Connecticut’s aging population aligns well with urgent care centers
According to the 2016 UCAOA Benchmarking Survey, Connecticut has 131 urgent care centers, but ranks highly overall for its population to urgent care center ratio. “This access to care for episodic and non-life threatening situations is especially crucial in Connecticut, as data shows that only 14.8 percent of the state’s primary care needs are met, based on number of healthcare professionals – the lowest in country,” said Shaun Ginter, a UCAOA board member.
The gap is expected to widen with the Association of American Medical Colleges estimating a shortfall of up to 43,000 PCPs nationwide by 2030, making it harder to find a new physician and schedule same-day appointments with existing providers—a factor that will further drive the expansion of urgent care centers and retail clinics statewide. Another driver is Connecticut’s aging population. The American Geriatric Society estimates that the number of individuals aged 65 and above will grow to 956,000 by 2030, up from 577,000 in 2015, and they would exert pressure on the demand side for healthcare services.

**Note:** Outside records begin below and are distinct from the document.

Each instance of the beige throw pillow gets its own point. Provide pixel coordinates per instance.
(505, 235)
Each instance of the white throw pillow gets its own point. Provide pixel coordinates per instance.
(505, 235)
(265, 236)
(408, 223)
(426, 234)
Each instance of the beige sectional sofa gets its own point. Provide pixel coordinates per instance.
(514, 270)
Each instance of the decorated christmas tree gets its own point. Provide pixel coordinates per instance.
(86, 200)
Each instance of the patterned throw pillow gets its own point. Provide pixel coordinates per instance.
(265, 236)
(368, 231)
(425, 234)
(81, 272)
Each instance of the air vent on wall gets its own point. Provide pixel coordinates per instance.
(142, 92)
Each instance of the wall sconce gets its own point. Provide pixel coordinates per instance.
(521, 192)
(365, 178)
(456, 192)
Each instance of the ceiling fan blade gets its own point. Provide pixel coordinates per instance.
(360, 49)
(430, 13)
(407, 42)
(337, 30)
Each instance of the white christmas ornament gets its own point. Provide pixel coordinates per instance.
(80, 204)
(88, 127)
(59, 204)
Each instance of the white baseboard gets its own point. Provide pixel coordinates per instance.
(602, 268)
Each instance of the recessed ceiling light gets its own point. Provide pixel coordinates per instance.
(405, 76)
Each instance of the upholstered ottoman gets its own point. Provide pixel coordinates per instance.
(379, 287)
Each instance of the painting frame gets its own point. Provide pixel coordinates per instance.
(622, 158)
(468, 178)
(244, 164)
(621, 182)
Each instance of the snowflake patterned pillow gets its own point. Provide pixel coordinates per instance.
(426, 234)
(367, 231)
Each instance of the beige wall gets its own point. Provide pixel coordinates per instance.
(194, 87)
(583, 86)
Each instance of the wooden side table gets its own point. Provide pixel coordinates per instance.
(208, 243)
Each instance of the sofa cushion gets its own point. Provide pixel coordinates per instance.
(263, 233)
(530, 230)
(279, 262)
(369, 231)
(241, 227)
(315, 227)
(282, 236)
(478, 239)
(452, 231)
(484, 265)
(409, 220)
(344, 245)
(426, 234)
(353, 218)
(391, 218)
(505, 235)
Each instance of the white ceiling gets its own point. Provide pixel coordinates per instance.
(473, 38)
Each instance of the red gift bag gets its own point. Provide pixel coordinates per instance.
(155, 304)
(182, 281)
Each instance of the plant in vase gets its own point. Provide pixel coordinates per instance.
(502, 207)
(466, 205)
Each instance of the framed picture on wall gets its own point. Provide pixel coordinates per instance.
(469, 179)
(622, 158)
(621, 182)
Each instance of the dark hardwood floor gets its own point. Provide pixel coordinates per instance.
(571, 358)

Dr. Michael Gutman, medical director and founder of New England Urgent Care, and his wife Yahel, a nurse, opened their first urgent care clinic in West Hartford in 2011. The group has since expanded to four more locations – Enfield, Simsbury, Bristol, and the newest, Manchester, which opened in May of this year. All locations broke even within two years, Gutman said—“We don’t have the overhead costs that hospitals have.”

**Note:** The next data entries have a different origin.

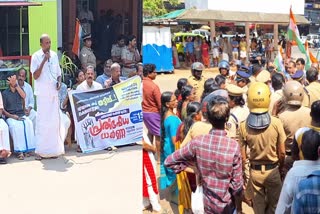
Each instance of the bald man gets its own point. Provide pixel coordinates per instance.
(47, 78)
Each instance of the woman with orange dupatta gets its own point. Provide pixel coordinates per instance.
(184, 187)
(205, 53)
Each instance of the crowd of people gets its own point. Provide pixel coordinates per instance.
(43, 132)
(248, 135)
(229, 48)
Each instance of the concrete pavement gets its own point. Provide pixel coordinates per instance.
(96, 183)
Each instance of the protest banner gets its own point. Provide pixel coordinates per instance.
(108, 117)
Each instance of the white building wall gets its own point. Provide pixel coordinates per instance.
(262, 6)
(199, 4)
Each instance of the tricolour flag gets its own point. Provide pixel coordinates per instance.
(278, 61)
(312, 58)
(77, 41)
(308, 56)
(293, 33)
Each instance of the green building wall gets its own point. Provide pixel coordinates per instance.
(43, 19)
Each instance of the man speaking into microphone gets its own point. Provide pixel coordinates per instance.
(47, 79)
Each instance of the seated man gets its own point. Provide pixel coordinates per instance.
(115, 76)
(29, 100)
(65, 120)
(4, 137)
(89, 84)
(20, 126)
(106, 72)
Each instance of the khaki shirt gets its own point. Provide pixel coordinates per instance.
(116, 51)
(1, 102)
(263, 143)
(275, 96)
(252, 80)
(312, 92)
(198, 86)
(198, 128)
(87, 57)
(293, 119)
(237, 115)
(128, 55)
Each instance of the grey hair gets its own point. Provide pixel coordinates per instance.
(114, 66)
(44, 36)
(90, 67)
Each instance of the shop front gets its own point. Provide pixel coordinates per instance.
(110, 19)
(21, 24)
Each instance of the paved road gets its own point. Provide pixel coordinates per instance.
(167, 82)
(97, 183)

His biggest selling point? The nurses are trained in emergency medicine. “We’ve had patients with heart attack, trauma, and gastro-intestinal bleeding—even by the time an ambulance arrives, patients have been stabilized by our emergency team to be transported to the ER.”
Per UCAOA data, 98 percent of patients who visit an urgent care clinic are in the right care setting; two percent need to be transported to the ER. Doctors are well aware that urgent care centers are not a substitute for patient visits with a regular primary care physician. In response to patient needs for regular care, Gutman is in the process of opening a primary care center adjacent to his urgent care clinic in Enfield.
In Connecticut, there is currently no law that states which practices can call themselves urgent care—all walk-in clinics are licensed as outpatient medical centers—although some individual businesses have obtained accreditation from the UCAOA. Competitors include St. Francis FastCare, which has clinics at Stop & Shop grocery stores, staffed by Advanced Practice Registered Nurses (APRNs); the national giant Concentra Urgent Care, formerly a subsidiary of Humana, Inc.; Connecticut Urgent Care, which is building community relationships at bike shows and Lions Clubs; and smaller players including Velocity Urgent Care in Rocky Hill and Southington; and Premier Urgent Care in Newington. Many urgent care centers accept uninsured patients and individuals covered by Medicaid, but several clinics decline to treat patients covered by Medicaid or Connecticut Husky plans.
“We attribute the continued growth of urgent care to the increased need in the marketplace, and the importance of urgent care in today’s healthcare system,” said UCAOA’s Ginter. “Urgent care centers provide a robust spectrum of care for immediate but non-emergency situations, treating everything from the flu and broken bones to asthma and concussion screening.”
He also said that while there is strong evidence that hospital systems continue to enter the urgent care sector as part of their ambulatory care strategy, the data does not reflect a growth trend.
Editor's note: This story was updated on May 31, 2017, to correct the industry growth rate predicted by VMG Health.